The deputy nodded. “I see,” he said flatly.
Then, as he was leaving, Danny took an envelope out of his jacket pocket and tossed it on the kitchen counter. The Citibank logo was evident on the envelope even from across the room. And very nonchalantly, he said, “I made copies of those statements for my taxes.”
So as not to PRICKLE Danny’s easily rankled temper, I just nodded and feigned acceptance of his stupid and RIDICULOUS notion that he had EVER deposited any money in Nana’s account to warrant making copies of said bank records for his tax return.
Instead, I couldn’t help myself, and I said, “So, you’re actually filing this year, then?” Danny had recently told his ex-wife, Belinda, that he hadn’t done his taxes since they split up in 2006, and that info trickled down to me via the Facebook grapevine because there’s no such thing as a secret below the Mason-Dixon line…
Danny sputtered a weak-sounding, “Of course,” with a scoffing laugh for emphasis. “Gotta file… yer taxes.”
I smiled when he walked out, relieved that I could resume my regular pattern of pumping oxygen in and out of my lungs. I glanced out the window. Danny was leaving in this old shabby-looking green truck. He was hiding the beamer, God knows where, probably at Connie’s.
“There’s no halfway house in Henderson, that I know of, at least not one funded by the state.”
“I figured.
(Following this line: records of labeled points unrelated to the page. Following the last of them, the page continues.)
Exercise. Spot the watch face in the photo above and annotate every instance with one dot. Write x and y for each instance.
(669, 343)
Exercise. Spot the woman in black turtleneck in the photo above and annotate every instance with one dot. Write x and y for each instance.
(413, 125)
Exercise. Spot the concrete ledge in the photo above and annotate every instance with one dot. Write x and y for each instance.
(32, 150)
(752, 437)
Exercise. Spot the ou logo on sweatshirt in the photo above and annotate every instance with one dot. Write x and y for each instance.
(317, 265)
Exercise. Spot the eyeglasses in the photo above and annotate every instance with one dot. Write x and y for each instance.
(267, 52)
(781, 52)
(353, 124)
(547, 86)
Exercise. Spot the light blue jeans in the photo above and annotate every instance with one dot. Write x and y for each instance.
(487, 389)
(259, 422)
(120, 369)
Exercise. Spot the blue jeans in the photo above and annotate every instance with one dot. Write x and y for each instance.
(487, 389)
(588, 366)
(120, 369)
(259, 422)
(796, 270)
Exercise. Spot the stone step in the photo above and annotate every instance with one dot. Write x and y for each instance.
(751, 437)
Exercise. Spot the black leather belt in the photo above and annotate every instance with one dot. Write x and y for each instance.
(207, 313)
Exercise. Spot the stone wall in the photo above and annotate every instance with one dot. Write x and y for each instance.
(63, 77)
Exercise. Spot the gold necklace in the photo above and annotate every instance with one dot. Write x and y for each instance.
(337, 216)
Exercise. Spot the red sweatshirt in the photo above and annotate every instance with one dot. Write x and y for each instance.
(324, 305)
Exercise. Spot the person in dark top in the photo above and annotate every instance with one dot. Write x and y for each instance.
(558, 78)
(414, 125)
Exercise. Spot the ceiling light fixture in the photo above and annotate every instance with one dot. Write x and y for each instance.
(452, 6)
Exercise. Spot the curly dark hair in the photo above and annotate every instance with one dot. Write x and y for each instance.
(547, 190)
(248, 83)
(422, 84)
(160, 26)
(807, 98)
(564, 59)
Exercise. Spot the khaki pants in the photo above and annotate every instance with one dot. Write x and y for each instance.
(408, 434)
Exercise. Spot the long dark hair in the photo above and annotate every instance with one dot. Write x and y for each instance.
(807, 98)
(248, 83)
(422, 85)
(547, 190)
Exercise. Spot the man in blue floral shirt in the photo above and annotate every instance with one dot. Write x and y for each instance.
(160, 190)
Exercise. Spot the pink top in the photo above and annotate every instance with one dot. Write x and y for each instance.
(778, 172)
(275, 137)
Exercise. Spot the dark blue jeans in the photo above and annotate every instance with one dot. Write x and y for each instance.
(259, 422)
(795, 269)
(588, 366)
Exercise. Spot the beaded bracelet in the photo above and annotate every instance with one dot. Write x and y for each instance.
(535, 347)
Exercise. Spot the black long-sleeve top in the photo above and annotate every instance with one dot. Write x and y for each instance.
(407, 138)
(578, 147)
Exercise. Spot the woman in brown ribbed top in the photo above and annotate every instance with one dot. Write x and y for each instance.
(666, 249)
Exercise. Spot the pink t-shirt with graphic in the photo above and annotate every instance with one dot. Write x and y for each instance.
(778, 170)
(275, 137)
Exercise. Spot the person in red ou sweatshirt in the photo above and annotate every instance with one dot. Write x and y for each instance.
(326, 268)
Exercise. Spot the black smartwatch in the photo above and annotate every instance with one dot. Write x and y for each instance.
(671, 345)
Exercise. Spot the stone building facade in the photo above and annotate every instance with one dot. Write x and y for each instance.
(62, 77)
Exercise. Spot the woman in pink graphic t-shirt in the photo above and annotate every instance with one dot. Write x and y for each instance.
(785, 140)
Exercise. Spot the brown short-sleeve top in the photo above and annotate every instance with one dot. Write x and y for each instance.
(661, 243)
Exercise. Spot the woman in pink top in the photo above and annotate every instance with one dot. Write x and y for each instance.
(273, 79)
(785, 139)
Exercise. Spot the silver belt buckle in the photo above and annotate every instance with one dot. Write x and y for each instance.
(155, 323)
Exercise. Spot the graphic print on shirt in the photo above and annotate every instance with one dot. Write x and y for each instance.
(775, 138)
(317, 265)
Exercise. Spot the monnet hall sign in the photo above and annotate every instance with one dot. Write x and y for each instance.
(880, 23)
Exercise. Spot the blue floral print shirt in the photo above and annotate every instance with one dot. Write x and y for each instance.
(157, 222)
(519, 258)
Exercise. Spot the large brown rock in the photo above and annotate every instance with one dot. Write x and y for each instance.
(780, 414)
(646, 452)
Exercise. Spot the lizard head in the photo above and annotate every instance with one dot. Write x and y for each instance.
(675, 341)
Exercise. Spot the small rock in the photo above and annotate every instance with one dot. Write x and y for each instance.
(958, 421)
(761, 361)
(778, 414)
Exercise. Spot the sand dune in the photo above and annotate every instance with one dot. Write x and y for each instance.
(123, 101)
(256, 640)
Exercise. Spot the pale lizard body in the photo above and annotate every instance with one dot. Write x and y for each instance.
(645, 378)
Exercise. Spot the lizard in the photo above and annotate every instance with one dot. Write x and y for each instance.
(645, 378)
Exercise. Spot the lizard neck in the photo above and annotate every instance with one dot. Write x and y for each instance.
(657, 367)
Deputy Wilson, could you possibly locate someone for me?” I asked the young officer.
“I’m not a private detective, Miss Smith.” At that point, I wondered why everyone kept calling me MISS Smith… I’m wearing a 2-karat diamond AND a wedding ring… the South, go figure…
“I know. I just…” and I explained how Connie had procured Dad’s car.
“Well, if she doesn’t return it tomorrow, go down to the Sheriff’s Office out on Route 40 and report it stolen.”
With a feeling of trepidation, I watched the deputy drive off. After removing the black sliver of plastic (from the phone) from my arm and applying a band-aid, I headed out to the garage to find Dad’s golf clubs. From that moment on, I slept with a golf club beside my bed even AFTER changing the locks.
More later, boys and girls, as my brain and my carpel tunnel need to rest… 🙂
Peace out from the bat cave!
* Please note as of the date of this revision (which I did to make it SHORTER) on 2/09/13, Danny has yet to give Nana one RED CENT to pay her back for all of the money he stole.